Разведывательная служба Третьего рейха. Секретные операции нацистской внешней разведки — страница 72 из 85

Грубый просчет абвера. — Гейдрих приказывает установить наблюдение за некоторыми служащими абвера. — Я проверяю Канариса на предмет утечки информации. — Интриги католической церкви. — Трения между Канарисом и Гейдрихом. — Недостатки управления в абвере. — Досье Канариса уходит к Гиммлеру. — Его кампания против Канариса. — Приказ об аресте адмирала. — Он отказывается от возможности самоубийства. — Наша последняя встреча

К концу февраля 1942 г. положение адмирала Канариса уже не было столь устойчивым. Его друзья и подчиненные, наверное, не знали об этом, а я знал, что Гитлер всерьез обдумывает, как избавиться от него. Его падение ускорил инцидент, который приобрел немалое значение в битве умов между техническими специалистами, которая продолжалась на протяжении всей войны.

Начиная с середины 1941 г. мы ввели в эксплуатацию новое средство обороны против вражеской авиации, которое с огромным мастерством было разработано техническим департаментом ВВС и использовалось столь широко, что наша противовоздушная оборона могла точно определить положение и расстояние до всех приближающихся вражеских самолетов. Это средство вместе с нашими автоматическими средствами наведения высокого уровня давало нам возможность наносить тяжелые потери врагу, так как оно охватывало все главные воздушные трассы Северной и Западной Европы.

Одна из самых важных военных баз, с которой осуществлялось управление этим средством, находилась в Капд'Антифер недалеко от Гавра. В полночь на 27 февраля 1942 г. подразделение британских десантников совершило неожиданный налет на эту базу. Им удалось снять с установки важные части и сфотографировать другие ее части, которые невозможно было демонтировать. Перебив немецкий гарнизон, они сумели уйти со своими трофеями. Легко представить себе, что эта дерзкая успешная вылазка не вызвала воодушевления в штаб-квартире Гитлера. Он был в слепой ярости, и на этот раз его гнев был оправдан, так как расследование этого инцидента выявило серьезные недостатки в оборонительных мерах, особенно в части маскировки и защиты установки.

После нескольких дней раздумий Гитлер послал за Гиммлером и потребовал полный отчет об уровне технического развития западных держав в области средств радиообнаружения. Он резко посетовал на Канариса, который до сих пор не давал ему истинной информации на этот счет.

В отделе технических исследований ВВС был составлен доклад, основанный на результатах своих собственных исследований и анализе захваченного оборудования. Однако это было не то, что хотел увидеть Гитлер. Он потребовал разведданные, собранные ведомством Канариса на эту тему.

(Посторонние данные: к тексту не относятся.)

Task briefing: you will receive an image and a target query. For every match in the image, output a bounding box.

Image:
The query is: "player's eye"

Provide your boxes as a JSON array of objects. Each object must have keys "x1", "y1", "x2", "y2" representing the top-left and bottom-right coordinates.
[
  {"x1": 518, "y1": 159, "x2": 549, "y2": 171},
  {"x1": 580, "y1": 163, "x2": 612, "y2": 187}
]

Как обычно, Канарис не сумел предоставить требуемую информацию. Это положило конец доверию к нему Гитлера, и с того момента его судьба была решена.

Это был шанс для Гиммлера и Гейдриха предпринять решительную атаку на Канариса, и Гейдрих спросил меня, сможет ли AMT VI обеспечить лучшие средства защиты, чем абвер — департамент военной разведки под руководством Канариса. Я ответил, что в настоящий момент не могу брать на себя какую-то дополнительную ответственность. Этот отказ, вероятно, способствовал принятию ими решения не пользоваться своим преимуществом перед Канарисом в тот момент.

Позже, когда я обсуждал этот вопрос с Гиммлером, он признал, что мое нежелание брать на себя ответственность не сыграло тут никакой роли; в любом случае было бы легко сместить Канариса, но фюрер не был готов передать управление и организацию объединенной разведывательной службы Гиммлеру.

Тот факт, что я не мог не испытывать к адмиралу симпатию, усложнял для меня эту ситуацию. Канарис был весьма умным и чутким человеком со многими приятными качествами. Он любил своих собак и лошадь почти больше, чем любых других живых существ. Он часто говорил мне: «Шелленберг, всегда помните о доброте к животным. Знаете, моя такса никогда не предаст меня, чего я не могу сказать о любом человеке».

Он был для меня очень приятным компаньоном во многих поездках, а его отношение ко мне всегда было добрым и отеческим. Находясь в Испании, Португалии, Венгрии, Польше, Финляндии или Скандинавии, Канарис всегда обладал запасом знаний о специфике этих стран, а особенно об их кухне и винах. На юге он всегда — несмотря на сильную жару — заботился о том, чтобы я надевал шерстяной нагрудник! И усердно угощал меня всевозможными медикаментами и пилюлями, которые сам постоянно принимал.

Он часто просил меня присутствовать на различных встречах в своем ведомстве, и таким образом я имел возможность познакомиться со слабыми местами в организации военной разведки. В этом огромном, чрезмерно раздутом ведомстве методы Канариса были слишком мягкими. Его подчиненные могли обвести его вокруг пальца, а когда он, в конце концов, был вынужден принимать строгие меры, то всегда старался компенсировать свою суровость впоследствии.

Во многих отношениях у него был почти мистический склад ума. И хотя он был протестантом, он был большим поклонником римской католической церкви, ее организации и силы веры. Огромное влияние на него оказали Италия и Ватикан, и многие его заговорщицкие действия можно отнести на счет этого влияния.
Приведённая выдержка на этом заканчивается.